The New York Workers’ Compensation Drug Formulary (Drug Formulary) is based on a medication’s effectiveness and appropriateness for treatment of illnesses and injuries covered under the New York Workers’ Compensation Law.
This article explains when prior authorization is required for prescriptions and outlines the process for submitting Medication PARs through OnBoard.
When to Request Prior Authorization
Drugs listed on the Drug Formulary do not require prior authorization.
Providers must request prior authorization from the insurance carrier or self-insured employer to prescribe/dispense drugs in all of the following circumstances:
- Drugs not listed on the Drug Formulary
- Brand-name drug when a generic is available
- Combination products not listed
- Brand-name drugs when a generic with the same active ingredient is sold in another strength/dose
- Compounded drugs
If prior authorization is not obtained before dispensing, the payer can deny payment.
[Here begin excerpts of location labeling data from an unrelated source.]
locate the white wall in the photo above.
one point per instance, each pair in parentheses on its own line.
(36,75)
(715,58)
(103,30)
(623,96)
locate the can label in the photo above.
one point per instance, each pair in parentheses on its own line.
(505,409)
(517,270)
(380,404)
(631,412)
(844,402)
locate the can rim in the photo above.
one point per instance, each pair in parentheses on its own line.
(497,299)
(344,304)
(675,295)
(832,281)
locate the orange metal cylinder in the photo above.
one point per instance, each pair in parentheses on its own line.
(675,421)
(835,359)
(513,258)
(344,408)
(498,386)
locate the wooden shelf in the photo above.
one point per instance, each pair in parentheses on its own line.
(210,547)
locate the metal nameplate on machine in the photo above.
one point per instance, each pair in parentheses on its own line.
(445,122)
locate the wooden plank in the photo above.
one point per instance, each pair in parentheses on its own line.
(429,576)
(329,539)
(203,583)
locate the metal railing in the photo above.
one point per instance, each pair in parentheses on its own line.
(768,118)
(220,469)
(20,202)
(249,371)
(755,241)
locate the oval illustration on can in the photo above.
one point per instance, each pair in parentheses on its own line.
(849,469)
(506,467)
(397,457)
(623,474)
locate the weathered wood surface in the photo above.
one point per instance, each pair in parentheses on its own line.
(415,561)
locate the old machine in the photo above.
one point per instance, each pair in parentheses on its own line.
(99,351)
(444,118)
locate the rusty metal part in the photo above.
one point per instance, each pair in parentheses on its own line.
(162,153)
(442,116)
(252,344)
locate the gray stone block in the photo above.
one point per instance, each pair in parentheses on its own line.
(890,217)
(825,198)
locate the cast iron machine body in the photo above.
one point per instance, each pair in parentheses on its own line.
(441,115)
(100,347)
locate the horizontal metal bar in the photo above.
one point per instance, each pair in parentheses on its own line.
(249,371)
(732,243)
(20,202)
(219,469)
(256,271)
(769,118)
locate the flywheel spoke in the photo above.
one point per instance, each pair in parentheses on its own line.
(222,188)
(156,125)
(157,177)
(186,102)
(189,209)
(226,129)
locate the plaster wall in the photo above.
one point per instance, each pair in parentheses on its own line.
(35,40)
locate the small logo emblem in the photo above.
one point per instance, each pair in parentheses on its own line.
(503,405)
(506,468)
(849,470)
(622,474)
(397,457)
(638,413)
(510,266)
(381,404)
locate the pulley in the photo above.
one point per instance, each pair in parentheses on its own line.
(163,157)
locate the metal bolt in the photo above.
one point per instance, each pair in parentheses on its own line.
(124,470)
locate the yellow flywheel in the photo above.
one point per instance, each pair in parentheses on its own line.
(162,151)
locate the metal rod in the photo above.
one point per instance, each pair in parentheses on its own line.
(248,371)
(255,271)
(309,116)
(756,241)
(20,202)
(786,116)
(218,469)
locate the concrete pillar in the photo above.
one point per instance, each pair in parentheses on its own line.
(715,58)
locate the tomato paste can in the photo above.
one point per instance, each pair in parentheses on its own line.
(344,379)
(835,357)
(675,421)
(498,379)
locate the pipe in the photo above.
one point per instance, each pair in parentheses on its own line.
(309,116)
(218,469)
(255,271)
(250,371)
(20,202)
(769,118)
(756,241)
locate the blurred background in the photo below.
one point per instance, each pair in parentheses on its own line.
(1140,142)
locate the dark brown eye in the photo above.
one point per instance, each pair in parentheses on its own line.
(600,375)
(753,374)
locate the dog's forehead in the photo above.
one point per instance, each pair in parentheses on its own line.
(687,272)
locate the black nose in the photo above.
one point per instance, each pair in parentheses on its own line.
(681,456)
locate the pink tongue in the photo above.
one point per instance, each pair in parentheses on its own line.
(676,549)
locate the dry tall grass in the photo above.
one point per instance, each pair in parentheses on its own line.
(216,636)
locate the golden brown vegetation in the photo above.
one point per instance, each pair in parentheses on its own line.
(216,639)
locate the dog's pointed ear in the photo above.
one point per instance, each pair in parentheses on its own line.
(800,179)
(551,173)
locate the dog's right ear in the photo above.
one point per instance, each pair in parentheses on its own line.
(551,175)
Formulary Phases & Special Considerations for Dispensing without Prior Authorization
The New York Workers’ Compensation Drug Formulary (Drug Formulary) divides medications into three categories. Prior authorization is not required when dispensed within the following limits:
- Phase A: Within 30 days of injury or until the claim is accepted/established (maximum 30-day supply)
- Phase B: After 30 days or once the claim is accepted/established (maximum 90-day supply)
- Perioperative Period: 4 days before and 4 days after surgery
Special Considerations
There are exceptions to the rule above which include the following:
- 7-day supply only: One time, up to 7-day prescription allowed without prior authorization (often applies to controlled substances)
- Prescribed course: Dispense full treatment course as written (e.g., antibiotics)
- Short-acting only: Only the short-acting version may be prescribed
- Clinically indicated: May prescribe if no MTG applies to the accepted condition or related complication (e.g., post-surgical infection)
How to Request Prior Authorization (Medication PAR)
Providers submit Medication Prior Authorization Requests (Medication PARs) via OnBoard, which includes up to three review levels.
Level 1 Review
After submitting a Medication PAR on OnBoard, Level 1 review follows the following requirements and timelines:
- The PAR must include the quantity prescribed, the number of refills, or the treatment duration (which cannot exceed 365 days).
- The insurer, self-insured employer, or pharmacy benefits manager must approve, partially approve, or deny the request within 4 days of submitting the PAR.
- A partial approval allows the medication but may limit the duration, quantity, or refills requested.
- If no response is received within 4 days, the request may be deemed approved (up to 365 days) by Order of the Chair.
- Any denial or partial approval must include a specific reason tied directly to the PAR.
Level 2 Review
Within 10 days or a Level 1 denial or partial approval, the provider may request a Level 2 review from the insurer’s physician.
Level 2 review is subject to the following requirements and timelines:
- The Medication PAR must include additional clinical justification addressing the reasons for the Level 1 denial or partial approval.
- The insurer’s physician must approve, partially approve, or deny the request within 4 calendar days of submission.
- If no response is received within 4 days, the request may be deemed approved (up to 365 days) by Order of the Chair.
Level 3 Review
Within 10 days of a Level 2 denial or partial approval, the provider may request a Level 3 review by the Workers’ Compensation Board (WCB) Medical Director’s Office.
Level 3 review is subject to the following requirements and timelines:
- The provider must include a response to the insurer’s stated reasons for denial or partial approval.
- Reviews may be handled by URAC-accredited or Board-approved entities with no conflicts or interests.
- The Medical Director’s decision is final and binding on all parties.
- A provider may only resubmit a Medication PAR for the same drug if the injured worker’s condition changes, making the prior denial no longer applicable.